While chasing the fastest memcopy algo ever, I stumbled over 2 memfill oddities:
1. It fails for sizes under 4 bytes (not a big deal, but the docu might mention that)
2. It fails for certain sizes, such as 546.
Example is attached.
[attachment deleted by admin]
JJ,
From the reference,
Quote
Description
memfill is a fast memory filling procedure that works in DWORD unit sizes. It is usually good practice to allocate memory in intervals of four for alignment purposes and this procedure is designed to work with memory allocated this way.
From memory we did a LAB topic on memfill and over about 500 bytes REP MOVSD starts to become faster as it appears to handle non temporal writes automatically where an unrolled DWORD version like memfill does not. Michael Webster did a hybrid that handled both techniques.
Quote from: hutch-- on September 13, 2008, 05:13:06 PM
memfill is a fast memory filling procedure that works in DWORD unit sizes. ... this procedure is designed to work with memory allocated this way.
You are right, Hutch. I was tempted to adopt the "solution" below, but it would avoid "healthy" crashes.
Maybe you should add a bold warning saying it will crash for
size=n*32+1, 2, 3?
rmndr:
and ln, 31 ; get remainder
cmp ln, 0
je mfQuit
mov ecx, ln
shr ecx, 2 ; divide by 4
je mfQuit
; <<<< would help to avoid crashes! @@:
mov [edx], eax
add edx, 4
dec ecx
jnz @B
mfQuit:
JJ,
It already states that it is to be used on 4 byte increment sized buffers. It is an unrolled algo to add some pace to memory fills up to a certain size where REP MOVSD becomes faster.
If you don't mind losing the old 486 compatibility, there are some fast MMX versions around but make sure you use a version that properly handles writeback that is not through the cache as it is measurably faster.
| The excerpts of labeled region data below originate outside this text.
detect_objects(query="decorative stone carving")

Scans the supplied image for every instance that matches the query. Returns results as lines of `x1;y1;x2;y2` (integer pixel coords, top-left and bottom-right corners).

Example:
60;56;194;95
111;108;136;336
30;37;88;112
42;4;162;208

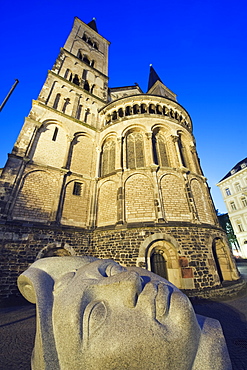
18;257;231;370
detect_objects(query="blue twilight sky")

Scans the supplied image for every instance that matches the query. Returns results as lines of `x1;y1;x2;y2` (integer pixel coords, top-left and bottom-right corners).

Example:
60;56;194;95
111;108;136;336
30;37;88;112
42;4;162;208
0;0;247;212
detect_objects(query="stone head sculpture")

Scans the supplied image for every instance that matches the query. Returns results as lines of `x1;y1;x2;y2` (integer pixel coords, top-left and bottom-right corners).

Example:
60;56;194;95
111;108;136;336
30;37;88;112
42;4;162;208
18;257;231;370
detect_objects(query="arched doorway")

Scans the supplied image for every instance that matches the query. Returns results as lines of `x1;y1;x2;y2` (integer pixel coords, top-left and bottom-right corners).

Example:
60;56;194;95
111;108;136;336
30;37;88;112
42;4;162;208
212;238;239;283
150;249;168;280
146;240;182;288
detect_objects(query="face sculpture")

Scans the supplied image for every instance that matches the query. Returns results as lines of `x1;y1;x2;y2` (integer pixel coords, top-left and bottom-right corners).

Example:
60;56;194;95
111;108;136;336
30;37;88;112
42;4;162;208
18;257;231;370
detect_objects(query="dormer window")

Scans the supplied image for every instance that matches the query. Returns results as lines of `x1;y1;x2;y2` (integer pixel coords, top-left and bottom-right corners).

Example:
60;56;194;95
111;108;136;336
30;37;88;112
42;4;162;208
82;32;99;50
225;188;231;196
As I already wrote above, you are right and the docu is correct. The problem is that bloody beginners like myself either don't read or don't understand the docu. What about the compromise listed below? It makes the routine general purpose, so you don't have to control the size any more (by the way, it's a frequent case in coding that you don't know the size a priori - a situation that forces you to check each time whether to use memfill or another routine...).
The adjustment costs roughly 2 (two) cycles and an increase of 8 bytes in size.
EDIT:
mov edx, [esp+4] ; lpmem, buffer address
instead of
mov edx, lpmem ; buffer address
... etc., needed since there is no PROLOGUE
EDIT (2): See later post (http://www.masm32.com/board/index.php?topic=9895.msg72610#msg72610). The no prologue option is tricky:
OPTION PROLOGUE:NONE
OPTION EPILOGUE:NONE
align 4
memfill2 proc lpmem:DWORD, ln:DWORD, fill:DWORD
Warning: mov edx, lpmem looks plausible but is a trap - Masm will ruthless translate that to mov edx, dword ptr [ebp+8]...
:bg
Come on JJ, you are no beginner. The algo looks fine but you will understand my waryness at changing a ducumented algo that has been around for years as it may break other peoples code. I would be inclined to write a later one with a different name and probably use the trick Michael did with the switchover to REP MOVSD over about 500 bytes as you then get the best of both worlds. Having a tail end trimmer for non 4 byte increment sizes is trivial to do if that was needed.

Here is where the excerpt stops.